Western Digital and Kioxia are said to be busy continuing their merger negotiations. A ‘concrete deal structure’ is currently being formulated. The manufacturers have been working together as a joint venture for the production of nand memory for decades.
For now, both companies have not confirmed that such a deal is in the works, but two people involved say to Reuters that there are talks going on. Based on the current deal structure, one of the sources reports that the resulting company will be 43 percent owned by Kioxia after the merger, while 37 percent will be owned by Western Digital. The remaining 20 percent will go to the current shareholders of the two companies.
Rumors have been circulating for some time about a possible merger between Western Digital and Kioxia, formerly Toshiba Memory. Shortly after the initial reporting, however, it was suggested that negotiations were stalled, partly due to disagreements over the valuation of the respective companies. Negotiations reportedly resumed in early January.

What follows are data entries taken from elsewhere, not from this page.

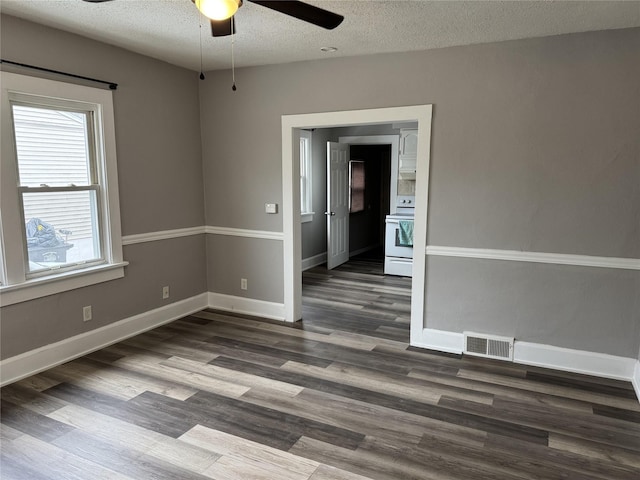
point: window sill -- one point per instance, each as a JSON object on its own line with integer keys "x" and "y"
{"x": 53, "y": 284}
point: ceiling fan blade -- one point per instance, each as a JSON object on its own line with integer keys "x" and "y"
{"x": 304, "y": 11}
{"x": 223, "y": 28}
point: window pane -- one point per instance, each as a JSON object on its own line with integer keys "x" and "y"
{"x": 61, "y": 228}
{"x": 52, "y": 146}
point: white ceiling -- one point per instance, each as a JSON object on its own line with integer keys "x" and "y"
{"x": 169, "y": 29}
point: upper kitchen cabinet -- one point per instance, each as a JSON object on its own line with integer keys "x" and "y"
{"x": 408, "y": 153}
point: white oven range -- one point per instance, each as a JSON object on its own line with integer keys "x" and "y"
{"x": 398, "y": 257}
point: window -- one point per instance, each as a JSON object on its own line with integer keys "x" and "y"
{"x": 306, "y": 197}
{"x": 60, "y": 213}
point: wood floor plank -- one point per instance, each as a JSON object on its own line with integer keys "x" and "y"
{"x": 224, "y": 444}
{"x": 31, "y": 423}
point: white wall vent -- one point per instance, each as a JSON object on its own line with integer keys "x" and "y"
{"x": 489, "y": 346}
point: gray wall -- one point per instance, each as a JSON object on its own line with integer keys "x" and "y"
{"x": 160, "y": 180}
{"x": 535, "y": 147}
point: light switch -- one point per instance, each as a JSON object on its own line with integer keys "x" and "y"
{"x": 271, "y": 207}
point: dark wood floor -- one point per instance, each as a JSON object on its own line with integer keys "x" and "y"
{"x": 340, "y": 396}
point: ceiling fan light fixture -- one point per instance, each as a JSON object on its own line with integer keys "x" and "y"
{"x": 218, "y": 9}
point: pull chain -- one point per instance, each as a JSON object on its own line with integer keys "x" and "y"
{"x": 233, "y": 63}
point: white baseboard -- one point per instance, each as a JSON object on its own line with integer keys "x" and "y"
{"x": 636, "y": 380}
{"x": 314, "y": 261}
{"x": 247, "y": 306}
{"x": 34, "y": 361}
{"x": 577, "y": 361}
{"x": 546, "y": 356}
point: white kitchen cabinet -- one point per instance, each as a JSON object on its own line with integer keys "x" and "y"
{"x": 408, "y": 156}
{"x": 409, "y": 142}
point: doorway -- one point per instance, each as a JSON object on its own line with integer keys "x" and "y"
{"x": 292, "y": 271}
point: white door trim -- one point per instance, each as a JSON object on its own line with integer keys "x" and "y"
{"x": 394, "y": 141}
{"x": 292, "y": 247}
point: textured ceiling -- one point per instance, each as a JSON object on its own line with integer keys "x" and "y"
{"x": 169, "y": 29}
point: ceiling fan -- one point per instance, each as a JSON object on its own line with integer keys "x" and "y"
{"x": 221, "y": 13}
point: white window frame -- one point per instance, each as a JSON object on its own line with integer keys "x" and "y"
{"x": 306, "y": 171}
{"x": 16, "y": 285}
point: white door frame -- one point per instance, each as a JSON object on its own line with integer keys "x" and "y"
{"x": 292, "y": 246}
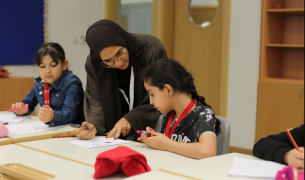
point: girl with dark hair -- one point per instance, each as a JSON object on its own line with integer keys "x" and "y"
{"x": 189, "y": 126}
{"x": 116, "y": 102}
{"x": 57, "y": 90}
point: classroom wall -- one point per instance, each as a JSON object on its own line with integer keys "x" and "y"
{"x": 245, "y": 35}
{"x": 67, "y": 22}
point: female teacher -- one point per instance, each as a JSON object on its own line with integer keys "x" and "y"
{"x": 116, "y": 101}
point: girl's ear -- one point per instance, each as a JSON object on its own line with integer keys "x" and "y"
{"x": 169, "y": 89}
{"x": 65, "y": 64}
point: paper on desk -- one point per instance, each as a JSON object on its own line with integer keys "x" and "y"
{"x": 31, "y": 127}
{"x": 99, "y": 142}
{"x": 254, "y": 168}
{"x": 12, "y": 118}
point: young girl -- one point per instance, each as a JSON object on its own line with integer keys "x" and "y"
{"x": 57, "y": 90}
{"x": 189, "y": 127}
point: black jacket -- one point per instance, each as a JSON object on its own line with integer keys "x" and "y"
{"x": 274, "y": 147}
{"x": 143, "y": 114}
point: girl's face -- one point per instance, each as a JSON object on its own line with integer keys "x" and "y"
{"x": 49, "y": 71}
{"x": 159, "y": 98}
{"x": 115, "y": 57}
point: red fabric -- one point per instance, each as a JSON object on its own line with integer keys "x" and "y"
{"x": 46, "y": 94}
{"x": 119, "y": 159}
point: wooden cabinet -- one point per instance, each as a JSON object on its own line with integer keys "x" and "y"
{"x": 14, "y": 90}
{"x": 281, "y": 84}
{"x": 280, "y": 105}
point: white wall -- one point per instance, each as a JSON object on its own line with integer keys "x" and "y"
{"x": 244, "y": 71}
{"x": 68, "y": 20}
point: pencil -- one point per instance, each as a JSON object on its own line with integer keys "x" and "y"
{"x": 63, "y": 136}
{"x": 292, "y": 140}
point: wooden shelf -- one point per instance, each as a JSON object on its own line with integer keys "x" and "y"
{"x": 288, "y": 11}
{"x": 286, "y": 45}
{"x": 283, "y": 80}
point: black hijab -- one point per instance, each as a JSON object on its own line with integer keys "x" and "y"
{"x": 105, "y": 33}
{"x": 100, "y": 35}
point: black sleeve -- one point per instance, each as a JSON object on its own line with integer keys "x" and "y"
{"x": 273, "y": 147}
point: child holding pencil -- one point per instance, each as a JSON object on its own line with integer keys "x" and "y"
{"x": 58, "y": 91}
{"x": 189, "y": 127}
{"x": 279, "y": 148}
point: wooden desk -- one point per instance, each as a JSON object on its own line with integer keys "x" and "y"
{"x": 215, "y": 168}
{"x": 16, "y": 138}
{"x": 155, "y": 175}
{"x": 61, "y": 147}
{"x": 14, "y": 90}
{"x": 5, "y": 141}
{"x": 61, "y": 168}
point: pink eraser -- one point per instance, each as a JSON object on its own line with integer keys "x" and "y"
{"x": 3, "y": 131}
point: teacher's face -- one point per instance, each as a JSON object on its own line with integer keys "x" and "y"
{"x": 115, "y": 57}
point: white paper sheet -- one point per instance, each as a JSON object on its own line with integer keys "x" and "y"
{"x": 26, "y": 128}
{"x": 12, "y": 118}
{"x": 254, "y": 168}
{"x": 99, "y": 142}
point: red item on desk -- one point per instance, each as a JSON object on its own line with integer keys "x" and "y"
{"x": 120, "y": 159}
{"x": 46, "y": 94}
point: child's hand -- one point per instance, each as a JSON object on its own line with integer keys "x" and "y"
{"x": 294, "y": 157}
{"x": 144, "y": 136}
{"x": 46, "y": 114}
{"x": 82, "y": 133}
{"x": 20, "y": 108}
{"x": 157, "y": 141}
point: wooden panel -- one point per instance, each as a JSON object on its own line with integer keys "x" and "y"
{"x": 272, "y": 64}
{"x": 163, "y": 23}
{"x": 201, "y": 14}
{"x": 14, "y": 90}
{"x": 294, "y": 29}
{"x": 285, "y": 4}
{"x": 199, "y": 50}
{"x": 280, "y": 105}
{"x": 293, "y": 63}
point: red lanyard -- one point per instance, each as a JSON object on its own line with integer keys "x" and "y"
{"x": 171, "y": 118}
{"x": 46, "y": 94}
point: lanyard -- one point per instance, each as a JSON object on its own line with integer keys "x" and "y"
{"x": 131, "y": 91}
{"x": 46, "y": 94}
{"x": 171, "y": 118}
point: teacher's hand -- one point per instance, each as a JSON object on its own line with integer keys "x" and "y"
{"x": 294, "y": 157}
{"x": 121, "y": 127}
{"x": 82, "y": 133}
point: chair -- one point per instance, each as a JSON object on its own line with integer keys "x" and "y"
{"x": 159, "y": 123}
{"x": 223, "y": 139}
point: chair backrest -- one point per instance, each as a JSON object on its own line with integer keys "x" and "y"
{"x": 223, "y": 139}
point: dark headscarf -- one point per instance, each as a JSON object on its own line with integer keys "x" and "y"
{"x": 100, "y": 35}
{"x": 105, "y": 33}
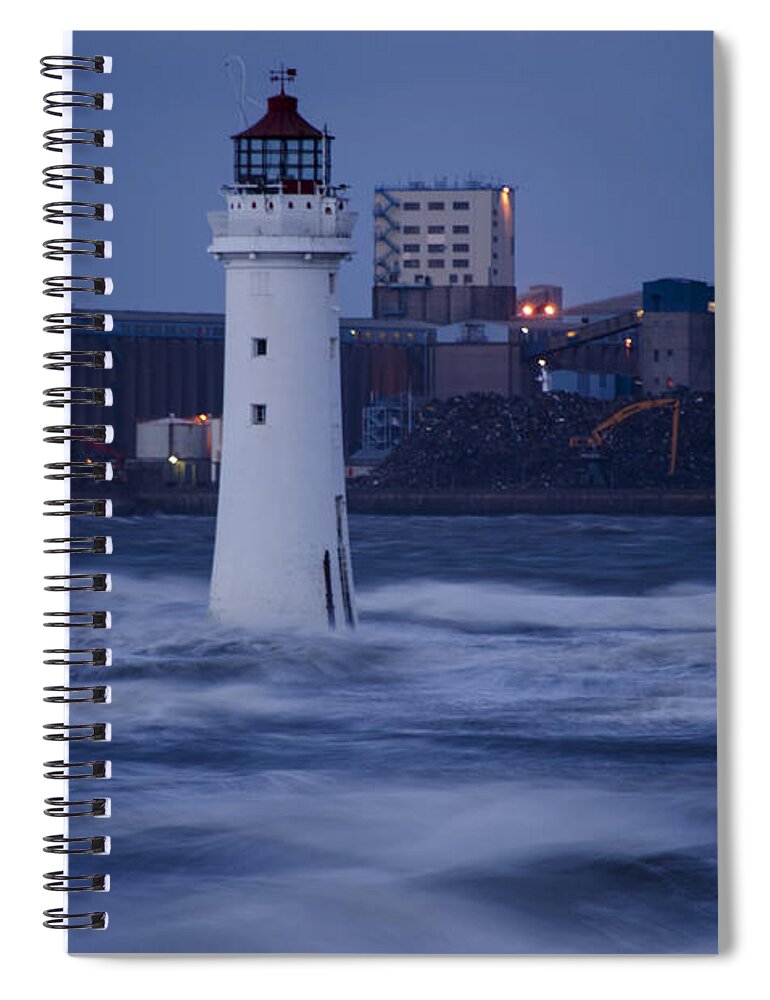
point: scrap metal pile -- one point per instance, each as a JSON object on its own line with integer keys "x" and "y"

In any case, the two hardware manufacturers have a joint venture until at least 2029. Western Digital and Kioxia are the fourth and second largest nand memory manufacturers in the world, respectively, with an estimated market share of over 12.6 and 21.6 percent respectively, Statista said. With the current market division, a merger between the two companies would result in the largest flash producer in the world, with a few percent more market share than the current market leader, Samsung.